DNS over HTTPS to cloudflare-dns.com and dns.google for C2 resolution (bypassing corporate DNS monitoring)
HTTPS on non-standard ports (8443, 4443, 9443) for C2 traffic
Telegram Bot API callbacks for data exfiltration (3 samples used Telegram as a C2 channel)
Discord webhook abuse for exfiltrating stolen credentials

These aren’t traditional IOCs that age out quickly. The patterns - DNS-over-HTTPS for resolution, messaging platform APIs for exfil - are stable detection opportunities that work across malware families.

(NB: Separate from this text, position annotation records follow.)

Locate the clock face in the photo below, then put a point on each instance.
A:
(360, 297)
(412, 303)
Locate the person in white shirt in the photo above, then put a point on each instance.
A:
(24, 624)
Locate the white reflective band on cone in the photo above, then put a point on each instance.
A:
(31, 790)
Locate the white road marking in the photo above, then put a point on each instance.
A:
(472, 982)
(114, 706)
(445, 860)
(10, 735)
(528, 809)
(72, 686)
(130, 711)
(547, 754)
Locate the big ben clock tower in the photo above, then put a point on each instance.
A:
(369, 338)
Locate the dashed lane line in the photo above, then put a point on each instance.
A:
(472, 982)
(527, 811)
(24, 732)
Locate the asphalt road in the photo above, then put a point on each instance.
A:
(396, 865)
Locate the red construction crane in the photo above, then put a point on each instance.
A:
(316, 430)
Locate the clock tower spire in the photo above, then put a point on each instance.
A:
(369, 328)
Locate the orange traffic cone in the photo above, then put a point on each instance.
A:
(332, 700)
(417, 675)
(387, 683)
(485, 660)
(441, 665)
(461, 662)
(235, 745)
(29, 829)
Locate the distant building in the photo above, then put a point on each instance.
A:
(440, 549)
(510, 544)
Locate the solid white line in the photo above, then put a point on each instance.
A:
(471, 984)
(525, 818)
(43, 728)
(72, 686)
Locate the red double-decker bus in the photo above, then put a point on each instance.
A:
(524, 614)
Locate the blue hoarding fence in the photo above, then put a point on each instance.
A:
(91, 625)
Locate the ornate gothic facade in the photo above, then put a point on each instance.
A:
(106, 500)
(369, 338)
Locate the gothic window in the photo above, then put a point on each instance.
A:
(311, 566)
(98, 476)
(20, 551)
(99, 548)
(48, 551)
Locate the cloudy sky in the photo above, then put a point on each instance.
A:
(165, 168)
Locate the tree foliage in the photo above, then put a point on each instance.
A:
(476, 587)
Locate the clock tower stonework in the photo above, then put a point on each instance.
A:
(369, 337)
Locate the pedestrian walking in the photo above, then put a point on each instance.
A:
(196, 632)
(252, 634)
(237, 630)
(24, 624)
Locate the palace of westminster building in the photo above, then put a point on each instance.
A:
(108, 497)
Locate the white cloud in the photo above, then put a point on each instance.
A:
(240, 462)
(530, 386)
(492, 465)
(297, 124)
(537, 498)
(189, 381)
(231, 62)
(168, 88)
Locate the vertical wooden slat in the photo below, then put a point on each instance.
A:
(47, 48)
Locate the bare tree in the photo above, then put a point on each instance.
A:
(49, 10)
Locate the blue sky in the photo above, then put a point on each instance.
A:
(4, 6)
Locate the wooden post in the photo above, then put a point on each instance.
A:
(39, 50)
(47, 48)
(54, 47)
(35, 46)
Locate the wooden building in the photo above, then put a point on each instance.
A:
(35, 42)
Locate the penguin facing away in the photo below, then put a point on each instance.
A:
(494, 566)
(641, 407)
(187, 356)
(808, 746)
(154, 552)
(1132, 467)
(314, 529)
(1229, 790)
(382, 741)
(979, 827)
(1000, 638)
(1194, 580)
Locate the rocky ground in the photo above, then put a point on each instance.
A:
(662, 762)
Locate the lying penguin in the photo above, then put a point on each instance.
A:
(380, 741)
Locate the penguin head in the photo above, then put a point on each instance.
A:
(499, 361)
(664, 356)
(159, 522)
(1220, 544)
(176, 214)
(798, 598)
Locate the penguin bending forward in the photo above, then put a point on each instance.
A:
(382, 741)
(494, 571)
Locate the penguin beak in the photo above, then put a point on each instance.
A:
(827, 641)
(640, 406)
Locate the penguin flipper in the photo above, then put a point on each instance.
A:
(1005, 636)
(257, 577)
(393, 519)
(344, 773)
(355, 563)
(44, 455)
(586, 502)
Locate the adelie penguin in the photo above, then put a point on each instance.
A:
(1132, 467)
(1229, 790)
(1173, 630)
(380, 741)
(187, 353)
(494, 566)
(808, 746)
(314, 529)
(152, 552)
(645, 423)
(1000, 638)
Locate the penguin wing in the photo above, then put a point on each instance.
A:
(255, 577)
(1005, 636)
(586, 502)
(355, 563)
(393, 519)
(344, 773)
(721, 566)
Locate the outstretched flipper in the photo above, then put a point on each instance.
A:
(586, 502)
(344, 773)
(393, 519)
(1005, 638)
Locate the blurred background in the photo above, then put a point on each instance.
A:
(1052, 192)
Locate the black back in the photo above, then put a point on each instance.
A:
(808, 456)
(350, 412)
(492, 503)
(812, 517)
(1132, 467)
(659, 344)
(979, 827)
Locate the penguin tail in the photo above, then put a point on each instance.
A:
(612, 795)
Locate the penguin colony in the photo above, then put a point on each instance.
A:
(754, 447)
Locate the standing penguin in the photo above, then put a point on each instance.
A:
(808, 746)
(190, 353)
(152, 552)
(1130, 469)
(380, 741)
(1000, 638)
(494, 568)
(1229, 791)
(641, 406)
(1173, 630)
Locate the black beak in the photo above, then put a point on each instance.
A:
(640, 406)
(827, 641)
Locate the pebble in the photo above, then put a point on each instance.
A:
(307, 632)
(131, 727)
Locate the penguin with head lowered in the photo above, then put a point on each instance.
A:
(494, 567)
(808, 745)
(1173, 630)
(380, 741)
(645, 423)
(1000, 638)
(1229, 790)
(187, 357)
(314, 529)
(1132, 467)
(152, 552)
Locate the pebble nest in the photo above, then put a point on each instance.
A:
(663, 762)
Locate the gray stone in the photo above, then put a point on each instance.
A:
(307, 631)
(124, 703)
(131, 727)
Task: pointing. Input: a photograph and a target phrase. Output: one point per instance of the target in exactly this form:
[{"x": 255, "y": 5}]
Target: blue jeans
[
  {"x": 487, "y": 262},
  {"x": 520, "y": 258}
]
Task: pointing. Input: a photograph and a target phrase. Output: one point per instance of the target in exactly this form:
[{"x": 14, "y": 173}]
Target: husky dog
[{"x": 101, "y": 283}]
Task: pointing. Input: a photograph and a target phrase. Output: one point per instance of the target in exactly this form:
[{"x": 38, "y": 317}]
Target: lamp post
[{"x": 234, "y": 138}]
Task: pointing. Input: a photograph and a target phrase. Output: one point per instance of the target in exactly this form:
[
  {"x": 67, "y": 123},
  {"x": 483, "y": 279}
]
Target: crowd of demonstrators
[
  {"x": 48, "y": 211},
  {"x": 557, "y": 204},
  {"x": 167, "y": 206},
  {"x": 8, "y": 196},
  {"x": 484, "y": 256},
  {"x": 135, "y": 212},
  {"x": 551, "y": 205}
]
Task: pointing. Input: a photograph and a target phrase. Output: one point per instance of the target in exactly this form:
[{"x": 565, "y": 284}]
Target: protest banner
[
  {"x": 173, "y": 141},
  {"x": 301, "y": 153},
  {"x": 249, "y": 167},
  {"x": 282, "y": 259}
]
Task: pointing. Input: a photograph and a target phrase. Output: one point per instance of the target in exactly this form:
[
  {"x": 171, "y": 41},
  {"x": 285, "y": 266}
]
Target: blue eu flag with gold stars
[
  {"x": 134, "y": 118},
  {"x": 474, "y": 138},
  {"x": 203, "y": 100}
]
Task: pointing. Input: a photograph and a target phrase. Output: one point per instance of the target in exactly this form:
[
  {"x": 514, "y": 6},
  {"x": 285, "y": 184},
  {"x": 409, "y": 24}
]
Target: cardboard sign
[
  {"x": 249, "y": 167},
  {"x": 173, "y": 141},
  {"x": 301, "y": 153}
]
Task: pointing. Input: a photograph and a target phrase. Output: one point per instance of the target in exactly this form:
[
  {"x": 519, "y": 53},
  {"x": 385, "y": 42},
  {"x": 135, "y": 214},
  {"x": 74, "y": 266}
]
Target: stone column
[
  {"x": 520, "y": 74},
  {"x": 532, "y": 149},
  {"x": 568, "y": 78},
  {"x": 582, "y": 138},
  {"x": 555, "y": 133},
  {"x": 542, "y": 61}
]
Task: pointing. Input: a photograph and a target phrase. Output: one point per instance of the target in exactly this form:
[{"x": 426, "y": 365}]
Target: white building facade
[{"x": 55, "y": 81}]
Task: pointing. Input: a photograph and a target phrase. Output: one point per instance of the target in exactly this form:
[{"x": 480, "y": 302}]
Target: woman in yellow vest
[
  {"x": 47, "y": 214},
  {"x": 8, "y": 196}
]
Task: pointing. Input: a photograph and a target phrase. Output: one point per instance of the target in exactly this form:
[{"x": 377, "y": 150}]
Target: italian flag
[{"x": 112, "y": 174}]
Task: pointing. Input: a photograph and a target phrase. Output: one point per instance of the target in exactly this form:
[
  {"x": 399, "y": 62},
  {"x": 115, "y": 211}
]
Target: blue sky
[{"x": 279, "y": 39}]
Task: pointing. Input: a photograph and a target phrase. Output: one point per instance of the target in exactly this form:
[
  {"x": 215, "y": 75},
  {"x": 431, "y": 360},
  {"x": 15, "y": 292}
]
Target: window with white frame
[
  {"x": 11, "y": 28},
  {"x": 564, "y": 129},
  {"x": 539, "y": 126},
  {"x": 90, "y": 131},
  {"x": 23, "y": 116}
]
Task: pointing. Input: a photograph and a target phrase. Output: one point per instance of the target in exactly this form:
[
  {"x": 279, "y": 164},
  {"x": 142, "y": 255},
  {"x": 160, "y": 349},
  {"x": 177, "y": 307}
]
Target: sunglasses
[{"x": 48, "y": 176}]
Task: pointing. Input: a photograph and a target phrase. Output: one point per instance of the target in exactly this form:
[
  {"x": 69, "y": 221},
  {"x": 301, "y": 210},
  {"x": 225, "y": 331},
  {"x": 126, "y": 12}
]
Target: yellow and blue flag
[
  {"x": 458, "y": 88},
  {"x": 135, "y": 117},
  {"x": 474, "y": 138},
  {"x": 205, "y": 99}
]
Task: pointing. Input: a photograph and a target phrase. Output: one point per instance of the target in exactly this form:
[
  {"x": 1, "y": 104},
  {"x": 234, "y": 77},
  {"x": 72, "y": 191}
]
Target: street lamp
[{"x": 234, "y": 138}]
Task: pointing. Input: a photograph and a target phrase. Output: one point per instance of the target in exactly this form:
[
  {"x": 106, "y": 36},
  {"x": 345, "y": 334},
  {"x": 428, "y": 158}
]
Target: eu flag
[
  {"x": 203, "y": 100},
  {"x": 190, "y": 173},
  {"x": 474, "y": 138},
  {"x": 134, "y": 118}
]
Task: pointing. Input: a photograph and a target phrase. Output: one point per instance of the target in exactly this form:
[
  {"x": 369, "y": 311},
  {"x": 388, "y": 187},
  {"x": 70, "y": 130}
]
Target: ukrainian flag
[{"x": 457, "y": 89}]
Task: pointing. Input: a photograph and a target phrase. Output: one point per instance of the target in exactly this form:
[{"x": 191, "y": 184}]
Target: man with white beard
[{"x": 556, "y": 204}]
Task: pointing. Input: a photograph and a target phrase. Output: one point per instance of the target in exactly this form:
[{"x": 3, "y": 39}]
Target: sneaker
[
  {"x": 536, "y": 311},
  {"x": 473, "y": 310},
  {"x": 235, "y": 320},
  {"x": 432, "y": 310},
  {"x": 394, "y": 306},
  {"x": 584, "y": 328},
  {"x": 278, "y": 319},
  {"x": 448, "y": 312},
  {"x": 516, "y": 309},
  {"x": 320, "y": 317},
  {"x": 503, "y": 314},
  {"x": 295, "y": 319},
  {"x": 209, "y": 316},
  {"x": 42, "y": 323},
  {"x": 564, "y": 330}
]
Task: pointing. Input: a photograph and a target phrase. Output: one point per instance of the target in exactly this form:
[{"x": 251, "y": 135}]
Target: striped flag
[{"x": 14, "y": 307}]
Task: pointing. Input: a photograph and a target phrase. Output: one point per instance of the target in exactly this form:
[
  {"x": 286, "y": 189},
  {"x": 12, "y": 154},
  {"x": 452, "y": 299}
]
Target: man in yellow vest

Three Detection Engineering Principles, Reinforced

1. Detect the Behavior, Not the Tool

Every sample in this dataset would eventually get new hashes, new C2 infrastructure, and new packing. The behaviors stayed consistent. System discovery commands from unexpected parents, process injection patterns, and credential store access are durable detections that survive malware updates.

2. Speed Matters More Than You Think

WhiteSnake completed its entire kill chain in 90 seconds. If your SIEM ingestion pipeline has a 5-minute delay, that sample has already exfiltrated credentials and self-destructed before your first alert fires. Real-time or near-real-time detection isn’t a luxury - it’s the difference between catching a breach and investigating one.

3. Layer Everything

No single detection approach caught everything. YARA missed 72% of samples. Behavioral analysis missed 20%. Network IOCs missed samples that successfully evaded detonation. But layered together, the combined detection rate approaches 95%. Defense in depth isn’t a buzzword - it’s a mathematical necessity.

What I’m Building Next

This analysis is feeding directly into detection content for my Unified SOC Lab. Specifically:

KQL detection rules based on the behavioral patterns identified here
YARA rules tuned for the packing and obfuscation techniques observed
Sigma rules for the process injection patterns, portable across SIEM platforms
Extended detonation profiles for samples flagged as evasion-heavy

The pipeline produced 12 published analysis reports (available in the Analysis Catalog), 42 network IOCs, and 200+ behavioral signature matches. That’s not a toy dataset - it’s a working threat intelligence feed built entirely from homelab infrastructure.

Final Thought

Running your own malware analysis pipeline isn’t just a resume project. It fundamentally changes how you think about detection. When you watch 25 samples execute in real-time and see the patterns emerge, you stop thinking in terms of IOCs and start thinking in terms of behaviors. That shift - from reactive signature matching to proactive behavioral detection - is what separates a SOC analyst from a detection engineer.

The infrastructure post covered the “how.” This post covered the “so what.” The data speaks for itself.